According to embodiments of the present disclosure, the display apparatus further comprises a functional film on the insulation layer.

According to embodiments of the present disclosure, an end of the functional film overlaps the insulation layer.

According to embodiments of the present disclosure, the display apparatus further comprises a front member on the functional film.

According to embodiments of the present disclosure, the display apparatus further comprises a thin film transistor on the substrate, wherein the thin film transistor includes a gate electrode and a source electrode and a drain electrode on the gate electrode, and the wiring is provided on the same layer as the source electrode and the drain electrode.

According to embodiments of the present disclosure, a display apparatus capable of preventing corrosion of wiring can be provided.

According to embodiments of the present disclosure, a display apparatus having a structure in which a pressure applied to a wiring can be reduced can be provided. Accordingly, corrosion of a wiring can be prevented.

The effects of the present disclosure are not limited to those mentioned above, and another effect not mentioned will be clearly understood by those skilled in the art.

The above-described feature, structure, and effect of the present disclosure are included in at least one embodiment of the present disclosure, but are not limited to only one embodiment.
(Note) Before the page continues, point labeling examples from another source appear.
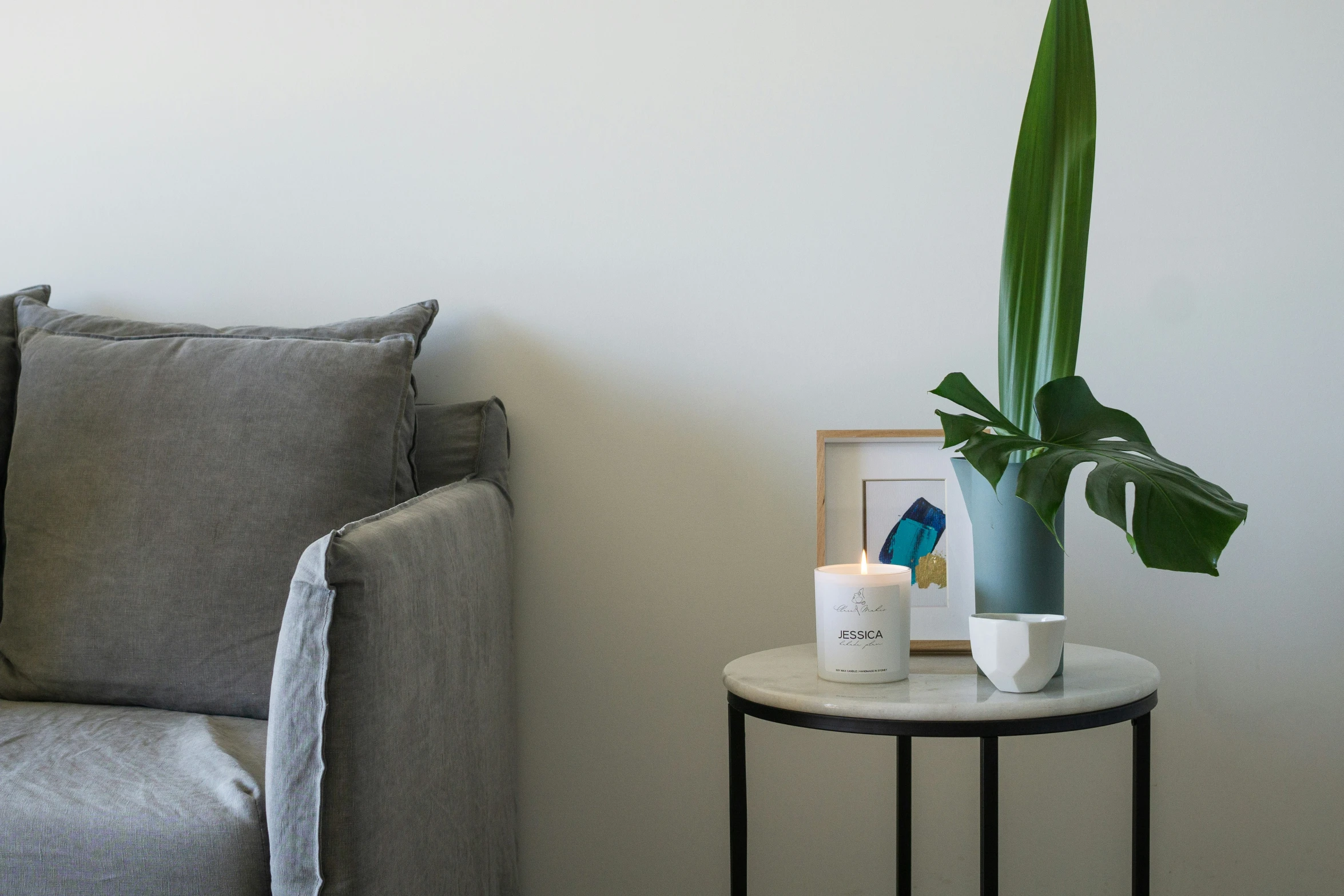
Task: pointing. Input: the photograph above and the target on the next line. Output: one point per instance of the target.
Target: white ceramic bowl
(1019, 652)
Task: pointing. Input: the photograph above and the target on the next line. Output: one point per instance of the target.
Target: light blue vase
(1019, 566)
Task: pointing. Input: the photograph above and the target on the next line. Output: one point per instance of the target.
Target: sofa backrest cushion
(413, 318)
(162, 491)
(459, 441)
(10, 378)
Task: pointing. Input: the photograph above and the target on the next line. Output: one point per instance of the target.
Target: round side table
(945, 696)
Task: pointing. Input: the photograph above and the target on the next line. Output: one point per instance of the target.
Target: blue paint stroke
(914, 535)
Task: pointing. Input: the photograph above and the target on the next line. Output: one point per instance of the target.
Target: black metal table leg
(989, 817)
(738, 802)
(1140, 818)
(902, 816)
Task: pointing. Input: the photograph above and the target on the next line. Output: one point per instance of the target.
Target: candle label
(863, 632)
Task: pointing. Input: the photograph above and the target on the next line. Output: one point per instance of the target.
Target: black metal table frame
(989, 732)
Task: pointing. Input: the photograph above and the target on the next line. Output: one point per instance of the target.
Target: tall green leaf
(1180, 521)
(1041, 292)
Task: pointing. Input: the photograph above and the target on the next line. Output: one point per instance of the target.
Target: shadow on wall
(661, 532)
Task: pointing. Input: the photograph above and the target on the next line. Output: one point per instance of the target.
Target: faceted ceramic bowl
(1019, 652)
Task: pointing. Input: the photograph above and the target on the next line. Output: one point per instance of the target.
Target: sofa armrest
(390, 754)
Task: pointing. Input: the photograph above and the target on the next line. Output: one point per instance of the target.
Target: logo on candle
(859, 604)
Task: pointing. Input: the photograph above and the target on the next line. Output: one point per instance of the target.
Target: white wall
(679, 238)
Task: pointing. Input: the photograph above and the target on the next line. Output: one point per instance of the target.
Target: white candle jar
(863, 622)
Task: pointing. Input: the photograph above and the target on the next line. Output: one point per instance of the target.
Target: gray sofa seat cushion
(124, 801)
(162, 491)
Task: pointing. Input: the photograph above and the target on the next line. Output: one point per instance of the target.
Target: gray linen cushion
(459, 441)
(10, 376)
(412, 318)
(162, 491)
(109, 801)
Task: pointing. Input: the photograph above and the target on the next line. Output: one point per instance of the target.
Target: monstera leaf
(1180, 521)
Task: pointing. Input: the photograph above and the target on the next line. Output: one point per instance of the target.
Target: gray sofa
(383, 762)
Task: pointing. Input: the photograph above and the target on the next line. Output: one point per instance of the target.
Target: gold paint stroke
(932, 570)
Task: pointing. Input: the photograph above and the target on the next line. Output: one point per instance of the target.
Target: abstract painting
(905, 524)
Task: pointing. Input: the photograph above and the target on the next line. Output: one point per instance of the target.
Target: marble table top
(941, 688)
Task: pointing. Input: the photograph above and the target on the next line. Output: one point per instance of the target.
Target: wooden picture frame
(964, 578)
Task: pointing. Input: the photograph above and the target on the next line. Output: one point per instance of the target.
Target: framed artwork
(894, 493)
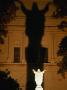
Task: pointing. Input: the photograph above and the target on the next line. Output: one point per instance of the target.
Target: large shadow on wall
(36, 55)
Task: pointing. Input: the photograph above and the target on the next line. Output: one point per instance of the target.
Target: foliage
(62, 52)
(7, 12)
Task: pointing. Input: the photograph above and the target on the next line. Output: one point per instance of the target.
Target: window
(16, 55)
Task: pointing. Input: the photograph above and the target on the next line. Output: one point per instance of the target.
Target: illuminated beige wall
(17, 38)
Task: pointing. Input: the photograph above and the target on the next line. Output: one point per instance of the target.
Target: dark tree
(61, 6)
(7, 82)
(36, 55)
(62, 52)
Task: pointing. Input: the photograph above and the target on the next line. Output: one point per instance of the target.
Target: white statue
(38, 77)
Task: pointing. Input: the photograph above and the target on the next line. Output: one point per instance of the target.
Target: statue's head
(34, 7)
(38, 70)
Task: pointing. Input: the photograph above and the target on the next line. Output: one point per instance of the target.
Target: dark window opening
(16, 55)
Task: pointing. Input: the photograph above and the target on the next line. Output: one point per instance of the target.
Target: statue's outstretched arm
(46, 8)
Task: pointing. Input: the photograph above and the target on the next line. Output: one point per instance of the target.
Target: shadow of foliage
(7, 82)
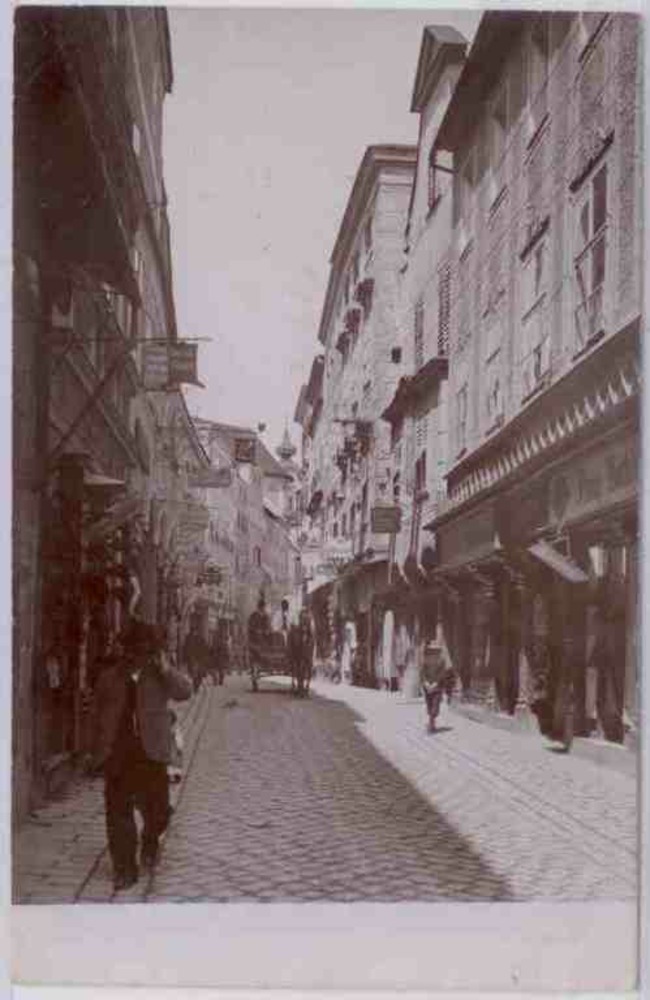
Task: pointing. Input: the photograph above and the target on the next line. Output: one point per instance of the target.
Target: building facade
(418, 412)
(94, 330)
(536, 547)
(249, 536)
(340, 408)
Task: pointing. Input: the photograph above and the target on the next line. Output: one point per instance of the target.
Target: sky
(270, 113)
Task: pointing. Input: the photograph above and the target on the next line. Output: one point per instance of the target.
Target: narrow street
(347, 797)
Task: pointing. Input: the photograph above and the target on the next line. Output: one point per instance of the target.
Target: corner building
(349, 445)
(536, 547)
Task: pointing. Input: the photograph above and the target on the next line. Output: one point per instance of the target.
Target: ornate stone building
(533, 572)
(349, 445)
(417, 413)
(94, 335)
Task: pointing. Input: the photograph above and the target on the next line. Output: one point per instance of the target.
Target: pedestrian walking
(133, 744)
(220, 653)
(300, 649)
(436, 680)
(259, 631)
(196, 656)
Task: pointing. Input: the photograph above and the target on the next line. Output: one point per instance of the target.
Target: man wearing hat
(435, 679)
(133, 744)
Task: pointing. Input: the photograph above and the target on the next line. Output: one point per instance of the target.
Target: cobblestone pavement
(60, 856)
(345, 797)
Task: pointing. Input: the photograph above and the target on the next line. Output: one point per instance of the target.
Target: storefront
(571, 536)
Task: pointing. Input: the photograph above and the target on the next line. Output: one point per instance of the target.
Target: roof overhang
(441, 45)
(496, 34)
(376, 160)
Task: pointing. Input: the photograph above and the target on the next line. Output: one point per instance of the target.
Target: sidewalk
(60, 854)
(550, 823)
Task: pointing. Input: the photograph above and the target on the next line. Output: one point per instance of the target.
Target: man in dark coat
(133, 744)
(301, 654)
(259, 630)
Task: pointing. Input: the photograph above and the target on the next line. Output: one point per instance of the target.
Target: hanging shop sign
(165, 364)
(244, 450)
(183, 363)
(606, 476)
(386, 519)
(155, 366)
(211, 478)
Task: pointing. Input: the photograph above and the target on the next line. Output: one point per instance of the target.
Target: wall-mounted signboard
(386, 519)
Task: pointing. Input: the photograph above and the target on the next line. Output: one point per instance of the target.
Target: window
(367, 235)
(538, 57)
(439, 172)
(464, 301)
(420, 485)
(418, 334)
(444, 309)
(464, 180)
(590, 261)
(136, 139)
(534, 338)
(494, 395)
(461, 418)
(499, 127)
(421, 431)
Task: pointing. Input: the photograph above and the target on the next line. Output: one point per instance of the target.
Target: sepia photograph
(326, 486)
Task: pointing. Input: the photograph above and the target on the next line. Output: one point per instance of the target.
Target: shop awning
(564, 567)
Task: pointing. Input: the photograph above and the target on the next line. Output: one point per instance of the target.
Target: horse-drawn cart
(270, 660)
Furthermore, the feature, structure, and effect described in at least one embodiment of the present disclosure can be implemented through combination or modification of other embodiments by those skilled in the art. Therefore, content associated with the combination and modification should be construed as being within the scope of the present disclosure.

It will be apparent to those skilled in the art that various modifications and variations can be made in the present disclosure without departing from the spirit or scope of the disclosures. Thus, it is intended that the present disclosure covers the modifications and variations of this disclosure provided they come within the scope of the present disclosure.

The various embodiments described above can be combined to provide further embodiments. All of the U.S. patents, U.S. patent application publications, U.S. patent applications, foreign patents, foreign patent applications and non-patent publications referred to in this specification and/or listed in the Application Data Sheet are incorporated herein by reference, in their entirety. Aspects of the embodiments can be modified, if necessary to employ concepts of the various patents, applications and publications to provide yet further embodiments.

These and other changes can be made to the embodiments in light of the above-detailed description. In general, in the following claims, the terms used should not be construed to limit the claims to the specific embodiments disclosed in the specification and the claims, but should be construed to include all possible embodiments along with the full scope of equivalents to which such claims are entitled. Accordingly, the claims are not limited by the disclosure.